The electrification of non-propulsion systems has been a continuous evolution of airplanes and helicopters for decades, while the electrification of propulsion systems promises a real revolution. This implies a new way of designing aircraft, their architecture, their aerodynamics, not to mention their operating model.
Current research and innovation projects on the electrification of propulsion promise a profoundly renewed aeronautical landscape in the decades to come. This landscape will be highlighted by a greater diversity in the format and use of aircrafts. This diversity will depend in particular on the degree to which electricity is used as a propulsive energy source.

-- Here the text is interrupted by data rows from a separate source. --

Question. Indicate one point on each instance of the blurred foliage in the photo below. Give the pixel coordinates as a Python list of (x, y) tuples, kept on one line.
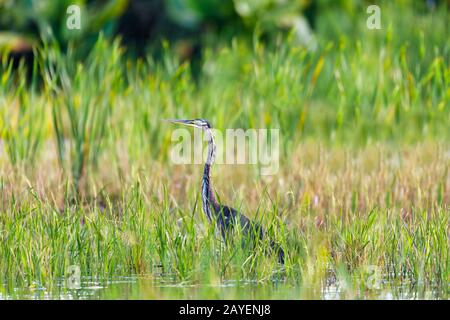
[(27, 21)]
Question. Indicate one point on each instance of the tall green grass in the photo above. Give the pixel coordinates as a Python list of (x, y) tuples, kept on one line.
[(101, 118)]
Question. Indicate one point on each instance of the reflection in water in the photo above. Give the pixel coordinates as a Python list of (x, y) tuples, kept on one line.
[(162, 288)]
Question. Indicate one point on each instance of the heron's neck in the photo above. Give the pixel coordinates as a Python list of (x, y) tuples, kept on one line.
[(208, 198)]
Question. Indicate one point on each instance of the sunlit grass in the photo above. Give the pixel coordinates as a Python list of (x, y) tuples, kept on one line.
[(86, 180)]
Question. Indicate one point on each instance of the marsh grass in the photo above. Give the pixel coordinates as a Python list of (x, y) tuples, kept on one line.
[(363, 179)]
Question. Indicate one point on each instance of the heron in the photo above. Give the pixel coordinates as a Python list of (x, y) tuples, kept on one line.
[(224, 216)]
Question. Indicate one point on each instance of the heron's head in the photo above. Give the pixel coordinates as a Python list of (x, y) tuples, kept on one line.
[(198, 123)]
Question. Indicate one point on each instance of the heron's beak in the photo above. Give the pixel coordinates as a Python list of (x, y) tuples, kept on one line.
[(185, 122)]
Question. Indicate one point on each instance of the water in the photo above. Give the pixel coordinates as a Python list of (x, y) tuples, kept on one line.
[(159, 288)]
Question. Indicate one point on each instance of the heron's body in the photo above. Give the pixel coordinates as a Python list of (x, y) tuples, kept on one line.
[(225, 217)]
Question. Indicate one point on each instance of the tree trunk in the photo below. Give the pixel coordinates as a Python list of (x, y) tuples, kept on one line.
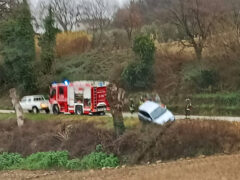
[(17, 107), (116, 97)]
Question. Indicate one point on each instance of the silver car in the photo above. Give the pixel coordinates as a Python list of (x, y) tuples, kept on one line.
[(153, 112)]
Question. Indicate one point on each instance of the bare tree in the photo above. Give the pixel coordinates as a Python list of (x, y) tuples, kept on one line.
[(129, 18), (196, 19)]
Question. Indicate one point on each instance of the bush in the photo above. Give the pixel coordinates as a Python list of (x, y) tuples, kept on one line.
[(202, 79), (139, 74), (46, 160), (58, 159), (72, 43), (7, 160), (94, 160)]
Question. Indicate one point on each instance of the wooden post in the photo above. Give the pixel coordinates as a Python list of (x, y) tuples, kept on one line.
[(17, 107)]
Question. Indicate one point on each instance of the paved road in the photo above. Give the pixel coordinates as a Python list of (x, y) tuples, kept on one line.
[(6, 111), (221, 118)]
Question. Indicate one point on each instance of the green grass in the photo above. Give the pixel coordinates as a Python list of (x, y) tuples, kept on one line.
[(57, 160), (218, 104), (93, 65), (105, 122)]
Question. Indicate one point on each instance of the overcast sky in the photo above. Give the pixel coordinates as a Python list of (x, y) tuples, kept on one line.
[(121, 2)]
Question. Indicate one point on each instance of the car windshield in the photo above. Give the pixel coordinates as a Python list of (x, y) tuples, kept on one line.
[(157, 112)]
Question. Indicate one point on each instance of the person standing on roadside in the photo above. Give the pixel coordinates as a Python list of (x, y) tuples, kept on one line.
[(132, 106), (188, 108)]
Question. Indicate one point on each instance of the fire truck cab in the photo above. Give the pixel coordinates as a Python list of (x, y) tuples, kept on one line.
[(79, 97)]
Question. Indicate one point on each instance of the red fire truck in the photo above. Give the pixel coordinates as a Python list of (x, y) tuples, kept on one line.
[(79, 97)]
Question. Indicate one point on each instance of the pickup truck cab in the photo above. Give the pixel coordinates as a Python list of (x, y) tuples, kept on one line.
[(35, 104)]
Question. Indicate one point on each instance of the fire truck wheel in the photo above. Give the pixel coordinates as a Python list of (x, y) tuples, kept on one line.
[(78, 110), (55, 109), (35, 110)]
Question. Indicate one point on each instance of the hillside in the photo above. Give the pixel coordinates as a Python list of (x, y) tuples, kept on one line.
[(93, 65)]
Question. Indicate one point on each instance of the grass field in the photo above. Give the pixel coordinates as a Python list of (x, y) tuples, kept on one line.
[(221, 167), (105, 122)]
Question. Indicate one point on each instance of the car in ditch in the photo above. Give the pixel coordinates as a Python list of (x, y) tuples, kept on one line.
[(35, 104), (155, 113)]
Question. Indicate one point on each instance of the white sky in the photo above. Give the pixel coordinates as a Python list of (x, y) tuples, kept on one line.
[(121, 2)]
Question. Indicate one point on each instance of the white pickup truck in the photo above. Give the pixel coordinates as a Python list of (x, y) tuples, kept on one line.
[(35, 104)]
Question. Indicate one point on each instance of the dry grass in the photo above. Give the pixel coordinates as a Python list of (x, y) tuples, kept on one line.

Hybrid electric propulsion:
Some aircraft will use micro-hybrid technologies. This involves combining current combustion engines with small intelligent electric motors, like the “start & stop” system already common in the automotive world. But in aeronautics, this technology allows the pilot to put one of the two engines on standby during the cruise phase. And when necessary, for example during acceleration, landing or an emergency maneuver, the engine on standby is reactivated at maximum power by an electric motor.
In other words, the hybridization technology will consist in developing more powerful thermoelectric systems, directly involved in the aircraft’s lift and propulsion, in addition to powering its non-propulsive functions.
Hybridization : an alternative to hydrogen
A few months ago, Airbus presented three hydrogen-powered aircraft concepts following the French government’s announcement of a €15 billion support plan for aeronautics in return for the launch of a green hydrogen-powered aircraft by 2035.
However, last February, the aircraft manufacturer also announced that it was working on hybrid electric propulsion technology as part of its plans to reduce CO2 emissions from its airliners. This is because hydrogen could initially only be used on small aircraft due to the problems of storing it in large quantities and filling the tanks, which requires liquefying the hydrogen and transporting its liquid state to the airports. The best option for the future replacement for the 150-seat A320 (Airbus’ best-selling model), which will probably enter service in the 2030s, would be a hybrid electric power solution. Hydrogen is only expected to power such large aircraft at a later time.
To apply the hybridization option, Airbus would use a Daher-Socata TBM 900 turboprop to study distributed propulsion by a standard engine complemented by electric motors mounted on the wings.
100% electric propulsion:
The ultimate step in the process will be 100 percent electric propulsion, in which the combustion engine disappears entirely in favor of a purely electric primary energy source. Projects exploring all these possibilities are multiplying around the world, from established industry players like Safran and Airbus to start-ups. In fact, Wright Electric and its partner EasyJet are aiming to fly a 186-seat electric aircraft by 2030.
However, there are challenges to this type of propulsion. One of the hurdles to overcome is obtaining certification for this type of aircraft, as we would be unable to accept a system in which there is a risk of the batteries catching fire. The 737 MAX tragedies have reminded us of the challenges of aviation safety.